My tread scares the wood-drake and wood-duck on my distant and day-long ramble,

They rise together, they slowly circle around.

I believe in those wing’d purposes,

And acknowledge red, yellow, white, playing within me,

And consider green and violet and the tufted crown intentional,

And do not call the tortoise unworthy because she is not something else,

And the jay in the woods never studied the gamut, yet trills pretty well to me,

And the look of the bay mare shames silliness out of me.”

Here, Whitman saw more meaning in the eyes of an ox than in all the books he has ever read. and he claimed that studying nature is more important than studying books or philosophy. John in the video said “those lines it is so encouraging. Whitman tells you what you’re thinking, and it seems like speaking directly to I when I read it. Those lines in mind no matter what I read now”. The connection we felt with the poem, for John was not due to the fact that Whitman talked about laborers or physical laborers working outside. It told us see things in life and in everyday existence that you hadn’t noticed. For the students, I might be learning the knowledge from the text book but I could not learn everything I needed to know from book. Whitman also told me the new way to get more was learning from life. I needed to discover things for myself through participating in the daily life, enjoying the moment and getting the higher experience. All of the experience I might have taken it for granted before.

Don Quixote–I have a dream!

When the play to 03:28, one of their first adventures involved Don Quixote was trying to attack a field of windmills, and thinking they were enchanted giants. He was injured again but did not really hurt, and they continued on their way.

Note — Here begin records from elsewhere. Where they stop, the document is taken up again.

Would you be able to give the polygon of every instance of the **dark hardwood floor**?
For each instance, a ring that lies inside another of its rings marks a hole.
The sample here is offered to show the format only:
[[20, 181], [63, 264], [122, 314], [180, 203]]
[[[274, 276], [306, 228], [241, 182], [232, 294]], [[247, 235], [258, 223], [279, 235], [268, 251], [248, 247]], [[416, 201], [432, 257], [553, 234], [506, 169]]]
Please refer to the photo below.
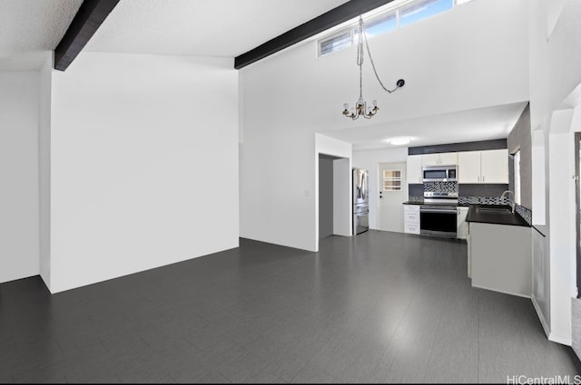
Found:
[[466, 255], [369, 231], [319, 253], [241, 239], [54, 295], [2, 284], [0, 382], [574, 381], [530, 300], [472, 288]]

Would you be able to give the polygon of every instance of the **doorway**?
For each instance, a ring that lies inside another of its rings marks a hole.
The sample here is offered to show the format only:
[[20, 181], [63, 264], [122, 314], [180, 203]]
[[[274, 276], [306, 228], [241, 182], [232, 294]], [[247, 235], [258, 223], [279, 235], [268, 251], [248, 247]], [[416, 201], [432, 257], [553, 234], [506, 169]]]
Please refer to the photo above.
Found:
[[378, 167], [378, 229], [403, 233], [403, 206], [408, 200], [406, 163], [379, 163]]
[[350, 236], [350, 159], [320, 153], [318, 163], [317, 240], [330, 236]]
[[577, 298], [581, 298], [581, 188], [579, 187], [579, 163], [581, 162], [581, 132], [575, 133], [575, 226], [576, 249]]
[[333, 160], [319, 154], [319, 238], [333, 235]]

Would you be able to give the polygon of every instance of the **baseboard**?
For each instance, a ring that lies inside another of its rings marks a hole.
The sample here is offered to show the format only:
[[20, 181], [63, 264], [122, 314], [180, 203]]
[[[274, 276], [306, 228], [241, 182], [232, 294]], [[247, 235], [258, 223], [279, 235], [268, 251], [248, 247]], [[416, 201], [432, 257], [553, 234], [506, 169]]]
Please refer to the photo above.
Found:
[[538, 317], [538, 320], [541, 322], [541, 325], [543, 325], [545, 335], [547, 335], [547, 338], [549, 338], [549, 335], [551, 334], [551, 329], [547, 324], [547, 321], [545, 320], [543, 312], [541, 312], [541, 308], [538, 306], [538, 303], [537, 303], [537, 298], [535, 298], [535, 295], [531, 295], [530, 300], [533, 303], [533, 307], [535, 308], [535, 311], [537, 312], [537, 316]]
[[555, 334], [554, 332], [548, 335], [548, 340], [552, 341], [553, 342], [557, 342], [566, 346], [571, 346], [573, 343], [573, 342], [571, 341], [571, 337], [557, 335], [557, 334]]
[[508, 295], [515, 295], [517, 297], [521, 297], [521, 298], [528, 298], [530, 299], [530, 295], [525, 295], [525, 294], [517, 294], [516, 293], [508, 293], [508, 292], [504, 292], [502, 290], [497, 290], [497, 289], [491, 289], [489, 287], [485, 287], [485, 286], [478, 286], [477, 284], [474, 284], [474, 280], [472, 281], [472, 287], [476, 287], [478, 289], [484, 289], [484, 290], [489, 290], [491, 292], [497, 292], [497, 293], [502, 293], [503, 294], [508, 294]]

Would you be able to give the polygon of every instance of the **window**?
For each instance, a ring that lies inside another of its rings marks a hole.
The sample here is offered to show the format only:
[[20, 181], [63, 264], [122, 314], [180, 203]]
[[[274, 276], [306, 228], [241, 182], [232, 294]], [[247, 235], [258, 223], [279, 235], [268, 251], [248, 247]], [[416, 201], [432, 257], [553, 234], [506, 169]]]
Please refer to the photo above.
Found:
[[383, 191], [401, 191], [401, 170], [383, 170]]
[[[365, 32], [368, 38], [372, 38], [403, 25], [413, 24], [434, 14], [452, 9], [473, 0], [409, 0], [389, 5], [380, 13], [365, 18]], [[342, 50], [357, 44], [358, 23], [343, 28], [339, 33], [319, 40], [319, 56], [324, 56], [335, 51]]]
[[513, 154], [513, 175], [515, 176], [515, 203], [520, 205], [520, 150]]
[[434, 14], [452, 9], [452, 0], [422, 0], [399, 11], [399, 26], [427, 19]]

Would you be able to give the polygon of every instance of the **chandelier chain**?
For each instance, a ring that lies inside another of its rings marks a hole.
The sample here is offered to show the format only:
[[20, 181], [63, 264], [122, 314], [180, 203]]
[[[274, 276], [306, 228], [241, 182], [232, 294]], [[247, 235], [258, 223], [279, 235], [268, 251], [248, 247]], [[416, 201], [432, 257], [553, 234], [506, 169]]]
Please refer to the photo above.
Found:
[[[387, 91], [389, 93], [395, 91], [399, 87], [396, 87], [393, 90], [389, 90], [385, 85], [383, 85], [383, 82], [381, 82], [381, 79], [379, 79], [379, 75], [378, 74], [378, 70], [375, 68], [375, 63], [373, 63], [373, 58], [371, 57], [371, 51], [369, 51], [369, 43], [367, 41], [367, 34], [365, 33], [365, 27], [363, 25], [363, 18], [361, 17], [361, 15], [359, 15], [359, 44], [361, 45], [361, 47], [360, 47], [361, 54], [363, 54], [363, 53], [362, 53], [362, 50], [363, 50], [363, 46], [362, 45], [363, 44], [360, 43], [361, 42], [361, 38], [363, 39], [363, 41], [365, 41], [365, 48], [367, 49], [367, 53], [369, 56], [369, 63], [371, 63], [371, 68], [373, 68], [373, 73], [375, 74], [375, 77], [378, 80], [379, 85], [381, 86], [381, 88], [384, 91]], [[358, 53], [358, 53], [358, 63], [359, 63], [359, 48], [358, 48]], [[363, 59], [361, 59], [361, 64], [362, 63], [363, 63]]]
[[371, 62], [371, 67], [373, 67], [373, 73], [375, 73], [375, 77], [381, 88], [384, 91], [391, 93], [399, 87], [403, 87], [405, 84], [405, 81], [403, 79], [399, 79], [396, 82], [396, 88], [393, 90], [388, 90], [384, 85], [381, 80], [379, 79], [379, 75], [378, 74], [377, 69], [375, 68], [375, 63], [373, 63], [373, 58], [371, 57], [371, 52], [369, 51], [369, 44], [367, 41], [367, 34], [365, 33], [365, 24], [363, 24], [363, 17], [359, 14], [359, 23], [357, 28], [357, 66], [359, 67], [359, 99], [355, 103], [355, 107], [351, 109], [350, 111], [349, 104], [343, 104], [343, 115], [347, 118], [350, 118], [353, 120], [358, 119], [359, 116], [362, 116], [365, 119], [370, 119], [373, 117], [379, 108], [378, 107], [377, 101], [373, 101], [371, 102], [371, 106], [368, 107], [367, 103], [363, 100], [363, 60], [365, 58], [365, 48], [367, 48], [367, 53], [369, 56], [369, 62]]
[[363, 19], [359, 17], [359, 26], [358, 28], [358, 44], [357, 44], [357, 65], [359, 67], [359, 98], [363, 98], [363, 40], [362, 36], [365, 33], [363, 27]]

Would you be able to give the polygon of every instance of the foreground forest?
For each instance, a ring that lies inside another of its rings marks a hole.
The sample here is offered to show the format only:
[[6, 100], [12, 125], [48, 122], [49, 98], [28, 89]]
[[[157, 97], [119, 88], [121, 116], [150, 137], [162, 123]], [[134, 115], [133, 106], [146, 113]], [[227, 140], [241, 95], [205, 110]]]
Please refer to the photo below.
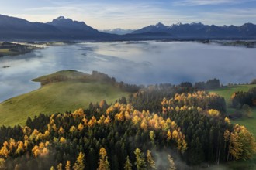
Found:
[[41, 114], [0, 128], [0, 169], [189, 169], [253, 158], [255, 139], [223, 97], [192, 86], [141, 88], [112, 104]]

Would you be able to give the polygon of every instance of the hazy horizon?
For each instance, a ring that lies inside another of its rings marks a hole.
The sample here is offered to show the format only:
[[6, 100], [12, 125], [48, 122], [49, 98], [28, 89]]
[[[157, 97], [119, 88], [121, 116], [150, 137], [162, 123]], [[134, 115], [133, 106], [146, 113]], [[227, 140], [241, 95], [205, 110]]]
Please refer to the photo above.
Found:
[[255, 23], [256, 0], [9, 0], [2, 2], [0, 10], [30, 22], [47, 22], [63, 15], [99, 30], [137, 29], [157, 22], [241, 26]]

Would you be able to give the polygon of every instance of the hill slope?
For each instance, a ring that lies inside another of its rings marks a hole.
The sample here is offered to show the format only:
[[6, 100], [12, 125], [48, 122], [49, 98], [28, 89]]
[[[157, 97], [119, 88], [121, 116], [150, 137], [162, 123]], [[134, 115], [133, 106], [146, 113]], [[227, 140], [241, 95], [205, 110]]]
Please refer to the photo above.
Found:
[[69, 77], [50, 82], [36, 90], [1, 103], [0, 124], [25, 124], [29, 116], [33, 117], [40, 113], [48, 114], [74, 111], [78, 108], [87, 107], [90, 102], [96, 103], [102, 100], [110, 104], [128, 94], [104, 80], [71, 79], [76, 76], [81, 78], [81, 76], [88, 77], [90, 75], [75, 71], [61, 71], [36, 79], [39, 81], [53, 80], [57, 76]]
[[[235, 109], [229, 107], [231, 95], [237, 91], [248, 91], [249, 89], [252, 87], [256, 87], [256, 84], [225, 87], [211, 90], [211, 92], [216, 93], [220, 96], [222, 96], [225, 98], [227, 107], [227, 114], [232, 114], [235, 111]], [[256, 108], [252, 109], [252, 111], [253, 118], [243, 117], [240, 119], [233, 120], [232, 123], [244, 125], [246, 128], [247, 128], [248, 130], [250, 130], [251, 132], [256, 135]]]

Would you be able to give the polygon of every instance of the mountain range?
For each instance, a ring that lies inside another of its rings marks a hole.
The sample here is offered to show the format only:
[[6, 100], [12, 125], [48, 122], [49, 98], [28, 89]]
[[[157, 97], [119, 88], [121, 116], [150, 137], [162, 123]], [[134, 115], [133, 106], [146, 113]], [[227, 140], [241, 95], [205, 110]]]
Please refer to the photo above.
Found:
[[104, 32], [64, 16], [42, 23], [0, 15], [0, 41], [255, 39], [256, 25], [217, 26], [199, 22], [164, 26], [159, 22], [137, 30], [116, 29]]
[[245, 23], [241, 26], [204, 25], [201, 22], [191, 24], [173, 24], [164, 26], [159, 22], [144, 27], [133, 32], [133, 34], [145, 32], [164, 32], [178, 38], [220, 38], [220, 39], [243, 39], [256, 37], [256, 25]]

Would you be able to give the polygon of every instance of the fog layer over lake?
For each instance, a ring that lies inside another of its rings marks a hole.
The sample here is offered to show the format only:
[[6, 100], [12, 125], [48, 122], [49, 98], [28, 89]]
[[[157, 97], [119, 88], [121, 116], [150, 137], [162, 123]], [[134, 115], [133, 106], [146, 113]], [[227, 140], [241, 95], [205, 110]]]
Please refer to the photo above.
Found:
[[[85, 42], [0, 58], [0, 101], [40, 87], [31, 79], [63, 70], [97, 70], [136, 84], [222, 83], [256, 78], [256, 49], [188, 42]], [[5, 66], [10, 66], [4, 68]]]

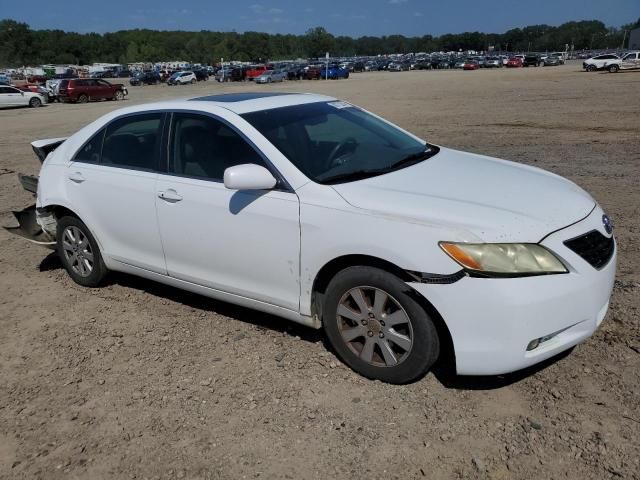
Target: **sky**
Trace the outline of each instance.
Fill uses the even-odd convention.
[[[640,0],[0,0],[0,18],[81,33],[151,28],[301,34],[323,26],[351,37],[421,36],[593,19],[618,27],[638,17]]]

In chapter VIII, when Don Quixote and Sancho Panza came in sight of thirty forty windmills that there were on plain, and as soon as Don Quixote saw them, he told Sancho they were Giants.  “Don Quixote charged at one at full speed, and his lance gets caught in the windmill’s sail, throwing him and Rocinante to the ground.” We know that Don Quixote mistook for giants. This was a famously mistook that windmills looked like giants which were charging at them to do battle while Don Quixote himself as a fictional character. However, the windmills that he attacked very real things.

Don Quixote, who was obsessed with the chivalric romances novel all the time, was doing his knight dream, wearing an old armor, tying the helmet, naming the skinny horse, robbing the rich and helping the poor. All of those he did just for his dream. To become a real knight, he loses his sanity and did like an idiot. We thought Don Quixote was a joke. His words were mad. His behavior was grotesque. He had no idea of he and his servant Sancho became the jokes of the boring life of the princes and nobles.

In the end, even Don Quixote’s arrogant fantasy did not get a romantics ending. He was awakened and cried in the indifferent reality.

I am wondering who has never had a dream? Everyone has had an illusion when they are cognizant about the world. When they were young, they dreamed of becoming a scientist, an artist, a big star, and a young man with no regrets when they were encouraged. Fearlessly contending with the rules and regulations and on the road to chasing dreams, catching the wind-like poetry, exploring the meaning of life, traveling casually, running, singing, dancing, and going to love… We thought Don Quixote is an idiot who was living in the dream. And who is not Don Quixote?!